Dans cette formule, remarquons d’abord que l’expression υἱός a remplacé l’expression λόγος d’Eusèbe. La première est plus évangélique, et, en l’adoptant, on s’éloignait davantage de la conception hellénique de Verbe. Le sens de γεννηϑέντα se trouve précisé par l’opposition où οὐ ποιηϑέντα, et surtout par l’explication τουτέστιν ἐκ τῆς οὐσίας τοῦ πατρός. Ces derniers mots allaient directement contre la prétention arienne qui faisait le Fils étranger à la substance du Père et de Dieu (ξένος κατ᾽ οὐσίαν), et qui voyait en lui un effet de la volonté du Père (ϑελήματι καὶ βουλῇ). Saint Athanase tenait beaucoup à cette explication comme impliquant forcément l’ὁμοούσιος. Θεὸν ἀληϑινὸν ἐκϑεοῦ ἀληϑινοῦ était une affirmation de la divinité du Fils vraie et au sens le plus étroit. Suit l’ὁμοούσιον τῷ πατρί. On pense généralement que ce mot fameux a été intercalé dans le symbole sur le conseil d’Hosius, et n’est que la simple traduction du terme consubstantialis dont la doctrine de Tertullien avait, depuis longtemps, acclimaté l’usage en Occident. Non pas que l’Église grecque l’eût jusqu’ici ignoré. Le terme ὁμοούσιος avait été employé par les gnostiques, par Origène et l’Adamantius, par les alexandrins dans l’affaire des doux Denys. Mais l’espèce de réprobation dont il avait été l’objet de la part du troisième concile d’Antioche, tenu contre Paul de Samosate, l’avait rendu suspect ; et l’on s’expliquerait difficilement que des Grecs eussent pris l’initiative d’en faire le mot de passe de l’orthodoxie. Saint Athanase lui-même n’y tenait pas autant qu’on l’a dit ; et, bien qu’il l’ait cru la meilleure et la plus opportune expression de la foi contre les ariens, il ne voulait pas — dans un ouvrage de conciliation il est vrai — condamner absolument ceux qui repoussaient seulement le mot, si d’ailleurs ils en acceptaient le sens et la chose. Or le sens du mot ὁμοούσιος est que le Fils a la même essence, la même substance, le même être intime que le Père. Οὐσία désigne ce qu’il y a dans l’être de premier et de plus fondamental : il s’oppose aux caractères individuels et accidentels, aux συμβεβηκότα qui viennent s’y surajouter. De cette οὐσία — il s’agit de l’οὐσία concrète — le concile affirme qu’elle est la même numériquement (ὁμός) dans le Père et dans le Fils : car c’est bien jusque-là que le concile est allé, bien qu’il n’ait pas fait là-dessus de déclaration explicite. Suivant les Pères, dit saint Athanase, le Fils doit être ταὐτὸν τῇ ὁμοιώσεις ἐκ τοῦ πατρός.

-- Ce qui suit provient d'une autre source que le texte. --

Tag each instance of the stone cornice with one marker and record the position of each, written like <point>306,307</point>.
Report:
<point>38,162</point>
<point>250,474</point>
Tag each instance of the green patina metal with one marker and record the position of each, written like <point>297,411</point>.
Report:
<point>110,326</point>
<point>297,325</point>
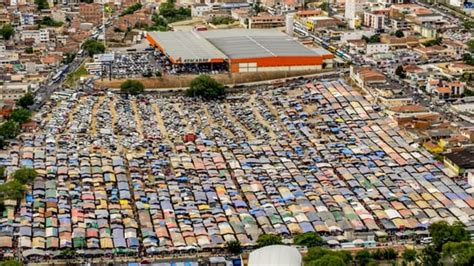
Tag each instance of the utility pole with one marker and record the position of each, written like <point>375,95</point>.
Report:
<point>103,24</point>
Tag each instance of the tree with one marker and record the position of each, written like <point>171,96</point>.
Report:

[De decretis, 20. L’explication de l’ὁμοούσιος donnée par Eusèbe dans la lettre à son église (Socrate, Hist. eccl., I, 8 ; Théodoret, Hist. eccl., I, 11) n’est que l’échappatoire d’un homme embarrassé : le mot a une tout autre portée que celle qu’il lui accorde.]
Ce sont là, dans le symbole, les expressions qui portent. Quant à l’anathématisme qui suit, on y remarquera l’équivalence admise par le concile des mots οὐσία et ὑπόστασις. Pendant longtemps encore en effet, et jusque vers 362-370, les deux mots furent pris à peu près indifféremment l’un pour l’autre. L’autorité d’Origène, qui avait employé ὑπόστασις dans le sens de personne, n’avait pas suffi à rendre ce sens exclusif. Et en droit, d’ailleurs, ὑπόστασις reproduisait exactement le substantia des Latins. Ὁὐσία était platonicien ; ὑπόστασις était stoïcien ; mais la signification fondamentale était la mêmea.
a – V. Bethune-Baker, An introduction, etc., p. 233 et suit. The meaning of homoousios in the Constantinopolitan creed, Cambridge, 1901. p. 71 et suiv.